New Kent County School Board · November 18, 2025
AI-Generated Content: All content on this page was generated by AI to highlight key points from the meeting. For complete details and context, we recommend watching the full video. so we can fix them.

Summary

At the VSBA delegate assembly briefing, the board signaled support for a one‑year implementation delay for major state policy changes, weighed removing chronic absenteeism from accountability calculations, and supported increasing the free enrollment cap for Virtual Virginia to expand student access to courses.

Board members reviewed three proposed legislative positions to be discussed at the Virginia School Boards Association delegate assembly and generally supported the division delegate speaking for the district.

Speaker 4 said the first proposal would amend the VSBA platform to ask that school divisions receive at least one full academic year to prepare for major changes affecting curriculum, instruction, assessment, or accountability systems. Several board members cited recent shifts in cut scores and changing accountability rules as reasons to allow schools more time to implement policy changes.

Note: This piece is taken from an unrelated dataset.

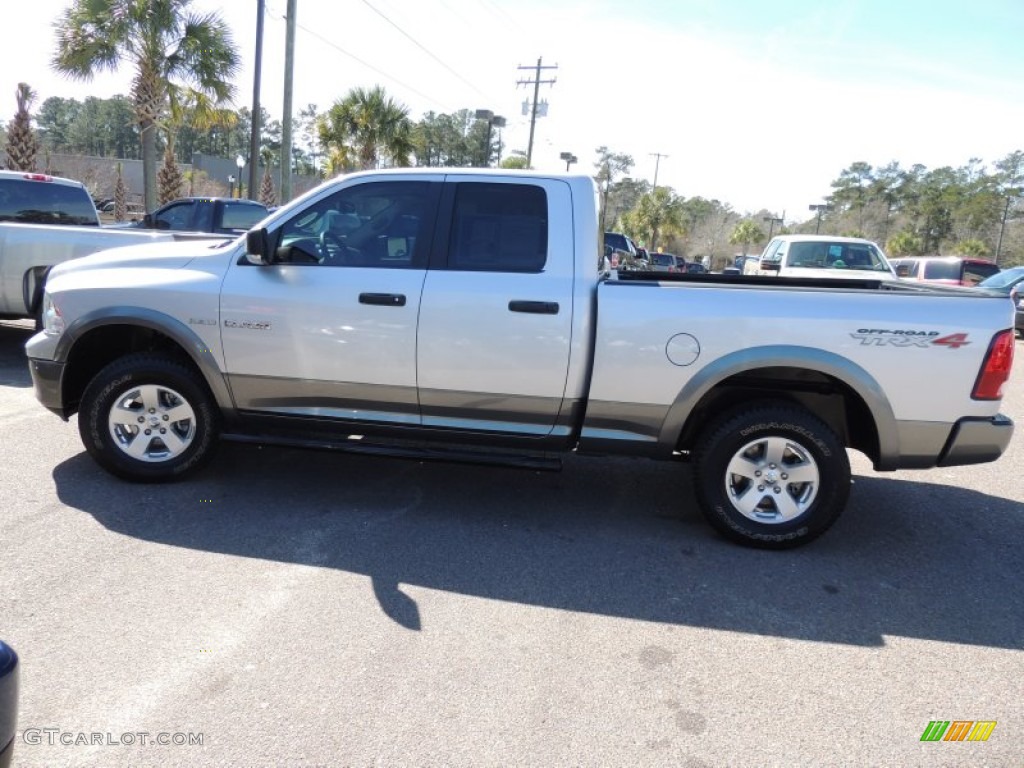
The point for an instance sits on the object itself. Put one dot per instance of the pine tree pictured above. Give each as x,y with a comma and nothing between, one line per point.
266,194
170,178
22,142
120,197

The second proposal would remove chronic absenteeism as an indicator in accountability and accreditation models. Speaker 1 noted New Kent currently performs well on absenteeism and said the division would continue attendance work regardless of its status in the accountability model. Some board members worried removing the indicator would shift weight into other categories while others said chronic absenteeism may be driven largely by factors outside school control and asked legislators or health and social‑service agencies to address underlying causes.

The third proposal would raise the no‑cost enrollment cap for Virtual Virginia so divisions can enroll additional students — for example, for advanced placement or dual‑enrollment courses not available locally — without localities bearing the cost when a state cap is reached. Board members described differences between the state Virtual Virginia program and private providers and supported expanding access so students can take courses the division does not offer.

Speaker 4 will represent the board at the VSBA delegate assembly and said delegates may vote to approve the three proposals as a block or take them individually.